On the other hand, automobile lead-acid batteries are designed to generate high-intensity, short duration spurt of electric power to start a car engine. The methods of power generation in deep cycle batteries as well as automobile batteries are, nevertheless, the same.
An electric current is generated through a chemical reaction when lead plates are dipped in sulfuric acid. Just as deep cycle battery function differently as compared to the common automobile lead-acid or starter batteries and are also different both in design and construction; the methods of recharging them are also unique.

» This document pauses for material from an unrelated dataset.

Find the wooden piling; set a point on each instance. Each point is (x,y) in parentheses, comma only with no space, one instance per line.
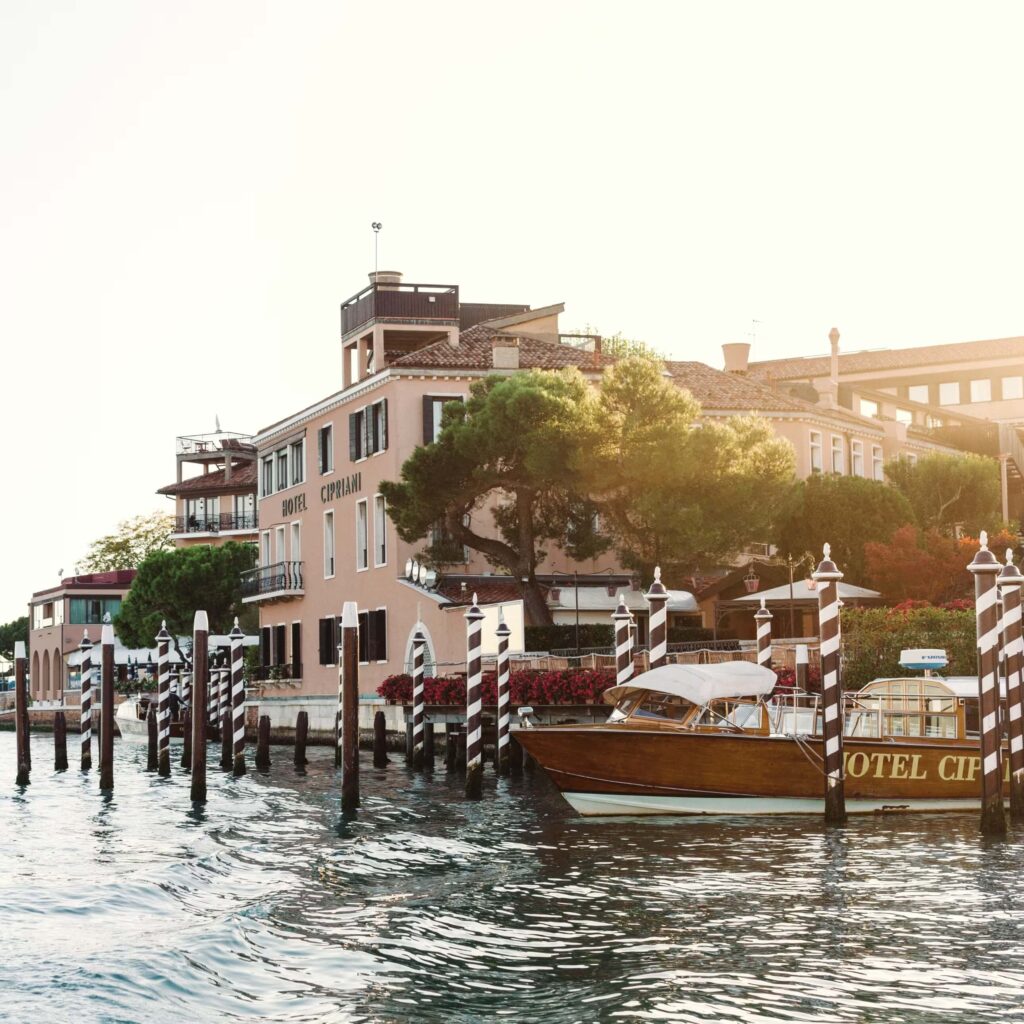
(301,734)
(201,671)
(59,741)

In order to charge a deep cycle battery properly, it is essential to know how to charge them, particularly for those who operate a DIY electric car and other appliances that utilize these types of batteries. There are three stages of charging deep cycle batteries:
1. Bulk Charge
In this type of charging, electric current is passed though the deep cycle battery set at the maximum voltage that it can receive. Though the voltage is not an essential criterion, it ranges normally from 10 to 18 volts.
2. Absorption Charge
During this level of charging, when more electricity is passed to the battery at constant voltage, the electric current will be stepped down as the cells’ usual internal resistance increases. This higher resistance takes place usually as the level of charge builds up.
3. Float Charge
In floating Charge, also called, ‘trickle’ charge, the deep cycle battery is charged even when the unit is almost fully charged. During this stage, the battery charger will decrease the voltage to a minimum, normally to 12 volts. This is meant to replenish the used up power in the battery.
In contrast, in an automotive battery, it is enough if the battery is charged using only bulk charge method and therefore, for this type of battery, the battery chargers designed are suitable only for bulk charge method. In order to get the maximum benefit from a deep cycle battery in terms of durability and efficiency, it is essential to adopt all the three methods to charge the battery unit.

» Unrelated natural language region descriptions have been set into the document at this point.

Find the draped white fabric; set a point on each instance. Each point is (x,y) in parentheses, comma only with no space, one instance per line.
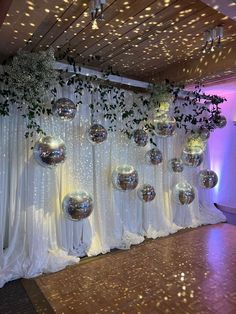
(34,235)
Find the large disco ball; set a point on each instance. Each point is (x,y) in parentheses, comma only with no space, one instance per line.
(140,137)
(220,121)
(77,205)
(164,125)
(207,179)
(176,165)
(192,157)
(146,193)
(125,178)
(97,134)
(184,193)
(49,151)
(154,156)
(65,109)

If the battery is connected to a power system at home, the power supplied by the source, such as solar panel or wind turbine, will be routed through a power regulator that will ensure that the voltage and the electric current supplied to the storage bank is suitable for the level of charge already stored in the battery.

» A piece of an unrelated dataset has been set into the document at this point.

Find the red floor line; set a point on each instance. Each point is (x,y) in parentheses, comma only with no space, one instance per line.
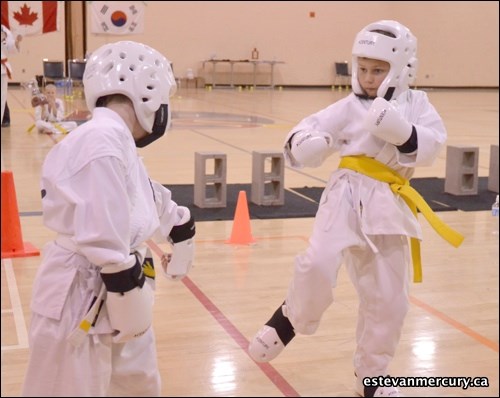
(272,374)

The different levels of charging are vital as over-charging can result in the liquid in the battery getting evaporated and accumulation of excessive gas. On the other hand, an undercharge can result in collection of lead sulfide on the plates. Excessive battery charge as well as undercharge can damage the deep cycle battery.
The storage cells of the battery are costly and therefore, it is necessary to follow proper method to charge a deep cycle battery to derive maximum benefits from the money spent on the purchase.